In this review, we overviewed the potential of nanoparticles for the delivery of different immunomodulatory agents that can reshape cold tumors and induce inflammatory responses in TME. Different shapes and types of nanocarriers can be utilized for this aim depending on their cargo and treatment modality. Inorganic nanoparticles such as metal and ceramic nanocarriers are useful for rendering ICD during radiotherapy, photodynamic, and photothermal therapy. However, organic nanoparticles can deliver chemotherapy drugs or phytochemicals to enhance their bioavailability. Nanoparticles have shown the ability to deliver TLR agonists, vaccines, antigens, oncolytic viruses, and ICIs into tumors.
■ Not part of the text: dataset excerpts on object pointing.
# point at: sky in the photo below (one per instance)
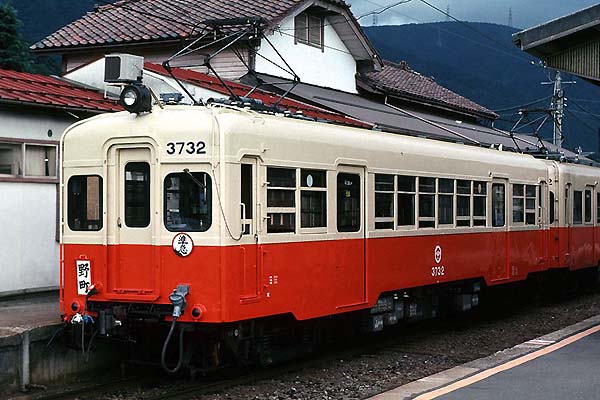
(526, 13)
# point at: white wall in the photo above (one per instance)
(29, 251)
(329, 68)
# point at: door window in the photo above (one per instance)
(348, 202)
(84, 203)
(498, 205)
(137, 194)
(188, 202)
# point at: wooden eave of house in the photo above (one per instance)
(95, 31)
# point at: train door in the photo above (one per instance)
(133, 267)
(350, 224)
(249, 243)
(543, 223)
(500, 224)
(554, 240)
(568, 224)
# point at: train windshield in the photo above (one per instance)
(188, 202)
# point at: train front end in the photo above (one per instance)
(140, 221)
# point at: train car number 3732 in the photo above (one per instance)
(179, 148)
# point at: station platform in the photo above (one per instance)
(561, 365)
(28, 313)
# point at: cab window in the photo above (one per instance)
(84, 203)
(188, 202)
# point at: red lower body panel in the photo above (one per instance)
(314, 279)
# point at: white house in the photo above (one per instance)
(34, 111)
(320, 40)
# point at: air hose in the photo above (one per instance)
(163, 356)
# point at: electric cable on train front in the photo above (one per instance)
(178, 300)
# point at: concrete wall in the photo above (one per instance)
(30, 252)
(331, 68)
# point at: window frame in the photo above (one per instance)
(100, 203)
(393, 192)
(301, 189)
(210, 204)
(21, 175)
(282, 210)
(306, 30)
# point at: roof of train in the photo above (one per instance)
(159, 122)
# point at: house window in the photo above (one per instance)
(40, 160)
(28, 160)
(309, 29)
(10, 159)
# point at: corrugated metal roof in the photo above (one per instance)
(391, 120)
(212, 83)
(399, 80)
(39, 90)
(140, 21)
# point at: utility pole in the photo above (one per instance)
(557, 107)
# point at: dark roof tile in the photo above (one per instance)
(212, 83)
(44, 90)
(401, 81)
(149, 20)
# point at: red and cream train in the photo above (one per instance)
(237, 219)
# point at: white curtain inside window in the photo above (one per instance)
(10, 157)
(40, 160)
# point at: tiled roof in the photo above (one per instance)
(39, 90)
(212, 83)
(399, 80)
(139, 21)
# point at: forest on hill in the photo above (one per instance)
(477, 61)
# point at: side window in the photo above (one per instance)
(426, 202)
(84, 203)
(188, 202)
(530, 204)
(281, 200)
(348, 202)
(498, 205)
(246, 196)
(406, 200)
(577, 207)
(445, 201)
(552, 200)
(479, 203)
(313, 199)
(518, 203)
(598, 208)
(137, 194)
(463, 203)
(588, 207)
(384, 201)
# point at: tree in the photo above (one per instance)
(14, 52)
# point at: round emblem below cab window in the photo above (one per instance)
(183, 244)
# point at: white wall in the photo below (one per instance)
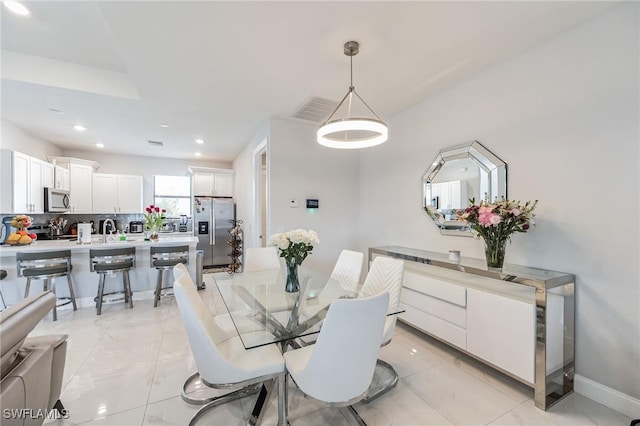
(244, 191)
(300, 168)
(15, 138)
(564, 116)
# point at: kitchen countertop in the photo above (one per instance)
(136, 240)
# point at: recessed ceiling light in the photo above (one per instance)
(17, 8)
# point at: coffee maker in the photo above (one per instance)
(6, 229)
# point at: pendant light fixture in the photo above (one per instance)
(352, 132)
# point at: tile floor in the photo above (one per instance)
(126, 367)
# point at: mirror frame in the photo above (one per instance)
(495, 171)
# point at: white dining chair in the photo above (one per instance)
(347, 269)
(385, 275)
(337, 370)
(229, 328)
(261, 259)
(222, 362)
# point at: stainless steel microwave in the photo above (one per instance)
(56, 200)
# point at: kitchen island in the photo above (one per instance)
(85, 282)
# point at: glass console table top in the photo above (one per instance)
(533, 277)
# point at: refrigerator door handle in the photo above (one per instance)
(212, 229)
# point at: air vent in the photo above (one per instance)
(315, 109)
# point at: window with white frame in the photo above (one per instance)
(172, 193)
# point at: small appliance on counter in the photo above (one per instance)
(136, 227)
(84, 233)
(109, 229)
(183, 223)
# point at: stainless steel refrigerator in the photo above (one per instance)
(211, 218)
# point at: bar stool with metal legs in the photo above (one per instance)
(3, 275)
(164, 258)
(47, 265)
(113, 261)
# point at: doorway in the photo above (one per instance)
(261, 194)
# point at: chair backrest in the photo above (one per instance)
(115, 256)
(168, 255)
(204, 335)
(43, 259)
(385, 274)
(261, 259)
(180, 270)
(343, 361)
(348, 269)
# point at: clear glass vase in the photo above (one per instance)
(494, 251)
(292, 285)
(153, 233)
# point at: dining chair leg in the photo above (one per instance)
(283, 401)
(127, 289)
(52, 287)
(100, 293)
(158, 289)
(72, 294)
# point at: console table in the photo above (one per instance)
(519, 320)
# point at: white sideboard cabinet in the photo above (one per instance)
(519, 321)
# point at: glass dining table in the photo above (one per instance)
(264, 313)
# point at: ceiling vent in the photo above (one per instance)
(315, 109)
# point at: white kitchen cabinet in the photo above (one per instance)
(26, 178)
(117, 193)
(519, 320)
(61, 178)
(48, 175)
(80, 188)
(213, 183)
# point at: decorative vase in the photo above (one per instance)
(153, 234)
(494, 251)
(292, 285)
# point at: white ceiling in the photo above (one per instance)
(218, 70)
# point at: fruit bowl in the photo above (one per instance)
(19, 238)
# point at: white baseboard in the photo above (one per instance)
(622, 403)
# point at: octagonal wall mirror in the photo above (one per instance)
(457, 174)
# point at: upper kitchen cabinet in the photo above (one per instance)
(61, 178)
(117, 193)
(212, 182)
(80, 186)
(27, 177)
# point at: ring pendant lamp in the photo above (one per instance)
(352, 132)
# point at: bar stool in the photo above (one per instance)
(3, 275)
(47, 265)
(113, 261)
(164, 258)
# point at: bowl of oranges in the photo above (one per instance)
(21, 236)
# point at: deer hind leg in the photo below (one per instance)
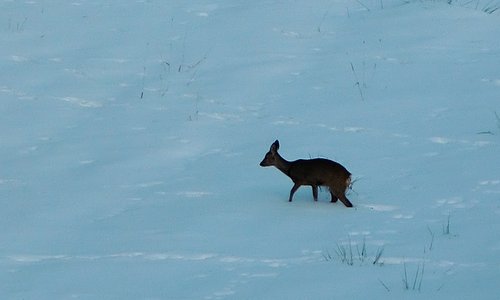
(315, 192)
(293, 190)
(344, 200)
(334, 198)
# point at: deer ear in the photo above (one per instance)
(275, 146)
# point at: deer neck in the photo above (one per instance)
(283, 165)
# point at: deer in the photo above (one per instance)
(313, 172)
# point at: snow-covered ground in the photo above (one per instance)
(131, 133)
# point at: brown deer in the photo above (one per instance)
(314, 172)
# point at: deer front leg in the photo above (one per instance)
(293, 190)
(315, 192)
(334, 198)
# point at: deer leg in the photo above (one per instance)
(346, 201)
(315, 192)
(293, 190)
(334, 198)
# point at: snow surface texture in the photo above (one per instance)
(131, 133)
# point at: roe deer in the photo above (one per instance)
(314, 172)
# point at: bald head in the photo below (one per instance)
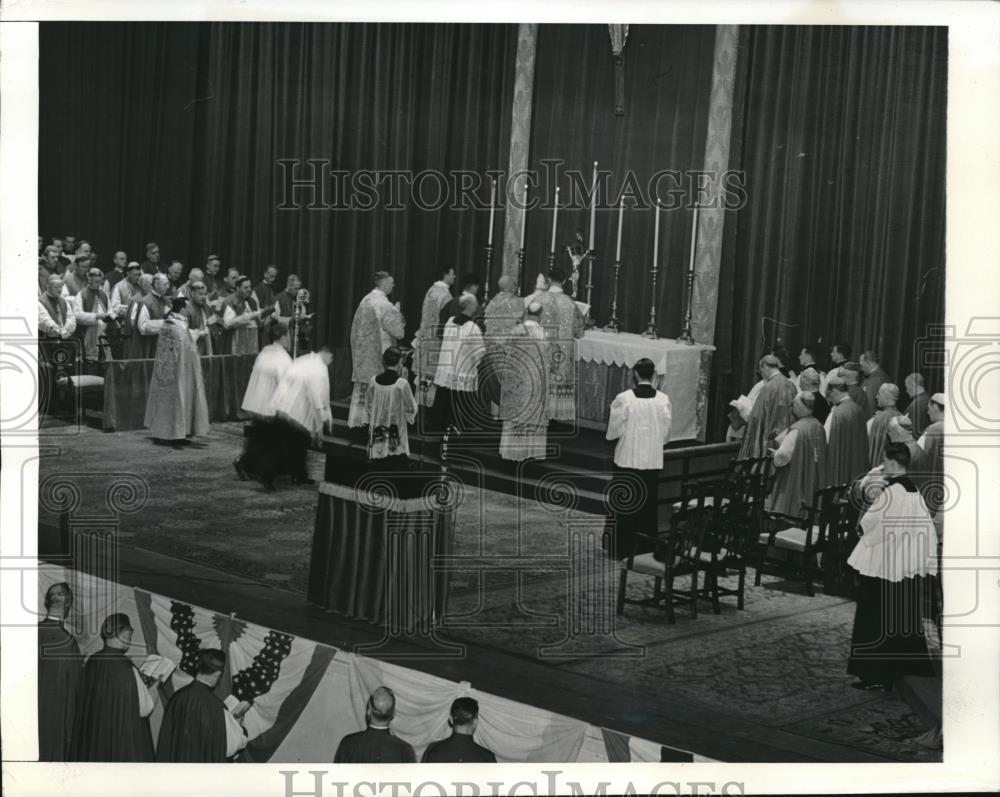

The delivery of these agents by nanoparticles has shown an enhancement in tumor targeting and preventing severe reactions in normal tissues. In addition, nanoparticles can deliver DNA into tumors to activate CAR-T cells in deep layers of tumors. The ability of nanoparticles to penetrate deep layers of tumors can remodel immunosuppressive TME to augment the infiltration of NK cells and CTLs and reshape a cold environment into a hot environment for the function of the immune system against malignancies. The utilization of nanoparticles for remodeling TME is in the first way and needs several future experiments to examine the safety, efficacy, and potency of each type of nanocarriers for the delivery of different drugs and adjuvants into tumors and reshaping the response of cancer to therapy.